= Pierre Perrault (scientist) =

Hydrologist

Pierre Perrault (c. 1608, in Paris – 1680, in Paris) was a Receiver General of Finances for Paris and later a scientist who developed the concept of the hydrological cycle. He and Edme Mariotte were primarily responsible for making hydrology an experimental science.

==Life==

Perrault grew up in a bourgeois family, had at least seven siblings, and probably lived all his life in Paris. Little is known about his life, despite the fame of some of his younger brothers. These include Claude, an architect of part of the Louvre Palace; Nicholas, a doctor of theology known for his denunciation of the Jesuits; and Charles, author of Tales of Mother Goose.

Perrault was trained as a lawyer, and in 1654 purchased the position of Receiver General of Finances for Paris. This post involved collecting taxes for Louis XIV, and he received a percentage of the taxes he collected. This position ruined him when Louis XIV chose to calm rebellious taxpayers by granting a remission of all taxes that were still owed after 10 years. Pierre had used some of his tax receipts for 1664 to pay creditors, and when he could not deliver the money to the royal treasury, he was forced into bankruptcy.

After the bankruptcy Perrault became an amateur scientist and focused his attention on the origin of springs. The result of his labor was his book de l'Origine des fontaines (On the Origin of Fountains), published anonymously in 1674 and dedicated to his friend Christiaan Huygens.

==On the Origin of Springs==

In the millennia before Perrault published his book, most natural philosophers asserted that there was not enough precipitation to account for the flow of rivers and springs. Aristotle claimed that most of the water came from caverns in which air was transformed into water. Many others argued that seawater entered caverns, was heated until it rose as vapor, then condensed and fed springs, which fed rivers. Although some philosophers such as Anaxagoras had more realistic models of the hydrologic cycle, the weight of authority was behind the more fanciful theories.

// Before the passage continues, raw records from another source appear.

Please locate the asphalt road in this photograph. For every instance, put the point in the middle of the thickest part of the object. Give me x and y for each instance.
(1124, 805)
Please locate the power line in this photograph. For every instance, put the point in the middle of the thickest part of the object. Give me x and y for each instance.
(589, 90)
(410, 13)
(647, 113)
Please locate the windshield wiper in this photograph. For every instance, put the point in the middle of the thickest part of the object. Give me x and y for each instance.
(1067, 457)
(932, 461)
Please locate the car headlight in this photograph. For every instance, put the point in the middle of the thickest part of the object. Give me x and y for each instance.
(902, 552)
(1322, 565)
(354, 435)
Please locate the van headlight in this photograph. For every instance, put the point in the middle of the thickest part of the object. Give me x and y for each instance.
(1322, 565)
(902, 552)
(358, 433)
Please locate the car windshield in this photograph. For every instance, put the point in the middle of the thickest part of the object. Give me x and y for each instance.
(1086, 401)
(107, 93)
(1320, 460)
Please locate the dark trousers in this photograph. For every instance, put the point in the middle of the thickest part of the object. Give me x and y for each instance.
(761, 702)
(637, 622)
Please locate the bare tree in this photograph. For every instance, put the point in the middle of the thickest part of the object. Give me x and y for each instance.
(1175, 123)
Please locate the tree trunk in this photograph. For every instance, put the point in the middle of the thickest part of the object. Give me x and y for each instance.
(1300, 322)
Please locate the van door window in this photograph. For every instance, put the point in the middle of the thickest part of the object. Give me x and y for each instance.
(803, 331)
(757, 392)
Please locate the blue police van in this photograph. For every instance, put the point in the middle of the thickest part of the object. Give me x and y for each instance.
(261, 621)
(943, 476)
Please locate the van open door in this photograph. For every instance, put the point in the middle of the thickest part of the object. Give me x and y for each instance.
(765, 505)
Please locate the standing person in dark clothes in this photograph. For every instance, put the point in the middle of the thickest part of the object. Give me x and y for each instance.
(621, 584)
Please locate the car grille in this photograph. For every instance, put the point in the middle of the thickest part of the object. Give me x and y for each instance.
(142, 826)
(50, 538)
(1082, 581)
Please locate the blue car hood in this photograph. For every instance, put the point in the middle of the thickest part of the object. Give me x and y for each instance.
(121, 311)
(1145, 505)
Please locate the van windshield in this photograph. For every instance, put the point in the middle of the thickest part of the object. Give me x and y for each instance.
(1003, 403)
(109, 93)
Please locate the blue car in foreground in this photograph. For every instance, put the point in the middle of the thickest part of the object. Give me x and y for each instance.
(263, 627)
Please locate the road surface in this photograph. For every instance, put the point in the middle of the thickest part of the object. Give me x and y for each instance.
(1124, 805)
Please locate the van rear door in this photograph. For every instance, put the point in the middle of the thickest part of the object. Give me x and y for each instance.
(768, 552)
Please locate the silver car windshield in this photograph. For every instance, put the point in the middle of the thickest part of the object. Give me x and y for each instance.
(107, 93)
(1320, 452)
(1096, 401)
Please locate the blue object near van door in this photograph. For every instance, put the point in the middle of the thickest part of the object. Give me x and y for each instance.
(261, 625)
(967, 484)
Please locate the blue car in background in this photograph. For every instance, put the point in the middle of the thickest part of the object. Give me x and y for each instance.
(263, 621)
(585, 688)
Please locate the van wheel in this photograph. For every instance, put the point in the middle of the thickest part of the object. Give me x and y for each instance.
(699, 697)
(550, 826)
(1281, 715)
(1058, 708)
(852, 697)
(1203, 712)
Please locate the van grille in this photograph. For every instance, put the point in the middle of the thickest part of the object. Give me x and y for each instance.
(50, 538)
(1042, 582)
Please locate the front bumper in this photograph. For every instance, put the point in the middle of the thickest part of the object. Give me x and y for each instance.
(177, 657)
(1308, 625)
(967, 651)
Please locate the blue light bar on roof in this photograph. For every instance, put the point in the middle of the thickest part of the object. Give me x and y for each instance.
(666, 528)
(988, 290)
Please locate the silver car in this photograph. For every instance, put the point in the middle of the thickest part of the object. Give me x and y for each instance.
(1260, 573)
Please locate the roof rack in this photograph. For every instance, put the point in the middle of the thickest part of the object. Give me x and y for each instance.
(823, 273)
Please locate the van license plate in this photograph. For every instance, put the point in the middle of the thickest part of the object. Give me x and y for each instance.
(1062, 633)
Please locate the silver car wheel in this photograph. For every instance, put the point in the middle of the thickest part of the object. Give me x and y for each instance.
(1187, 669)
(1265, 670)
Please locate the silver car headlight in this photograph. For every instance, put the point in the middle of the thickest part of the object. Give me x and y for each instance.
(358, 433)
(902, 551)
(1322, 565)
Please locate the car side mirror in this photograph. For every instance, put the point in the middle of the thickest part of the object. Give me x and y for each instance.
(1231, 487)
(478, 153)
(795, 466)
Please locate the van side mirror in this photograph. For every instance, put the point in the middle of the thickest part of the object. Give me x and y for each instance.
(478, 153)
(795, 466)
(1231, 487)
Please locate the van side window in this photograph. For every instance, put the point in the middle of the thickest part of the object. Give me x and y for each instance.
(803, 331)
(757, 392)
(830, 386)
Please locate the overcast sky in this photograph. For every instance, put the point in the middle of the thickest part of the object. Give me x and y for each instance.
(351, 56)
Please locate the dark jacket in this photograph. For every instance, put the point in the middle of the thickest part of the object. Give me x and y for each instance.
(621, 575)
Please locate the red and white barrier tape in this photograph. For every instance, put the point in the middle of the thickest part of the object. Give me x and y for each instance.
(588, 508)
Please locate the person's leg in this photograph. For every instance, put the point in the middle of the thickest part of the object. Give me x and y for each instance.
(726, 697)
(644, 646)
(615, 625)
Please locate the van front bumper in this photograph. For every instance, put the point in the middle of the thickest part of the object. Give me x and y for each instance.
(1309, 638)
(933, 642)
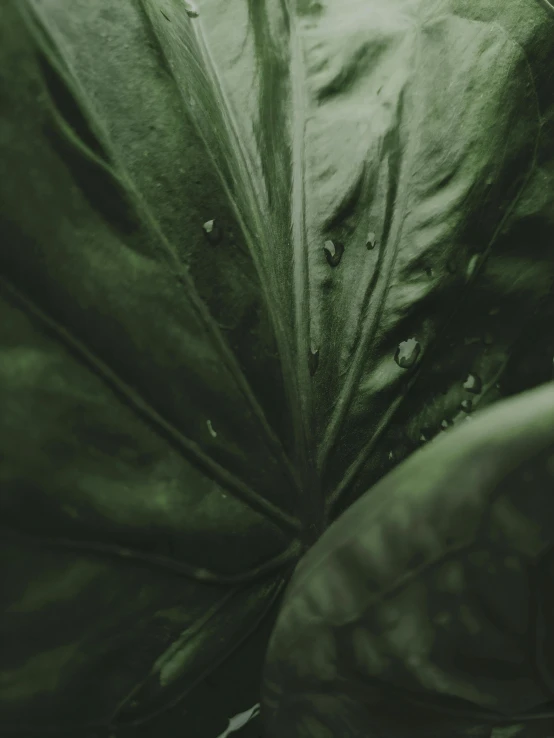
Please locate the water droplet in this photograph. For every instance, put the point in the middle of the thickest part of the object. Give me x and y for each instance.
(191, 9)
(472, 266)
(407, 353)
(213, 233)
(473, 384)
(333, 252)
(313, 361)
(371, 241)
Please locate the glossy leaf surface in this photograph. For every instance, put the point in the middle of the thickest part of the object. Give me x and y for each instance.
(427, 608)
(252, 255)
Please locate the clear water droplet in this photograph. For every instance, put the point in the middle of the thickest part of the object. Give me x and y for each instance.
(212, 231)
(407, 353)
(333, 252)
(371, 241)
(451, 266)
(466, 405)
(472, 266)
(473, 384)
(191, 9)
(313, 361)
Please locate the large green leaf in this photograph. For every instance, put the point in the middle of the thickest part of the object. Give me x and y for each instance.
(427, 608)
(251, 256)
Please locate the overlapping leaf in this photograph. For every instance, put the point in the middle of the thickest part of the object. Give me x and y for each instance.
(251, 256)
(427, 607)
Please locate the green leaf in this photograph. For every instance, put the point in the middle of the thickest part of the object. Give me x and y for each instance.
(252, 253)
(426, 609)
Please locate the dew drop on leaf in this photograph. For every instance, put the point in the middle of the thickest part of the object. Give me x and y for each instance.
(407, 353)
(213, 234)
(467, 406)
(371, 241)
(473, 384)
(313, 361)
(333, 252)
(191, 9)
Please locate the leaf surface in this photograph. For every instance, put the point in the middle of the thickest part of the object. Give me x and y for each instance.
(426, 608)
(252, 256)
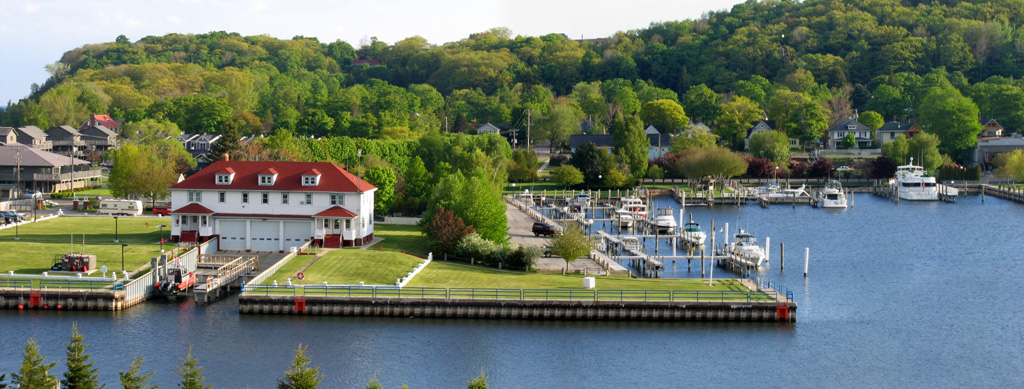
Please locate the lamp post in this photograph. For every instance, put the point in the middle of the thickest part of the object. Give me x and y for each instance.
(162, 236)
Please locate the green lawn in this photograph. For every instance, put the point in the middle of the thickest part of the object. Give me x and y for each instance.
(42, 241)
(444, 274)
(349, 267)
(402, 238)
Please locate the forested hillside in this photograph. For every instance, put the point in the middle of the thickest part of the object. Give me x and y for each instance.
(804, 65)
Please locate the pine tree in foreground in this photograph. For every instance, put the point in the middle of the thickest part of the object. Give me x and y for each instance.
(34, 371)
(132, 380)
(300, 376)
(192, 374)
(80, 374)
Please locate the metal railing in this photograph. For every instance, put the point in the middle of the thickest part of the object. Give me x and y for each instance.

Perrault devoted the first part of his book, On the Origin of Springs, to analyzing the ideas of his predecessors and what he called the "Common Opinion", rejecting most of it. He estimated the flow in the Seine River and compared it with rainfall in the watershed, showing that the rainfall was easily enough to account for the flow in the river. This conclusion was later supported by a more rigorous quantitative analysis published by Edme Mariotte.

With a series of experiments, Perrault showed that rain does not penetrate the soil beyond about 2 feet. Thus, most of the rain that falls does not go into springs. Perrault developed the theory of the hydrologic cycle, correctly accounting for the roles of evaporation, transpiration, throughflow, and surface runoff.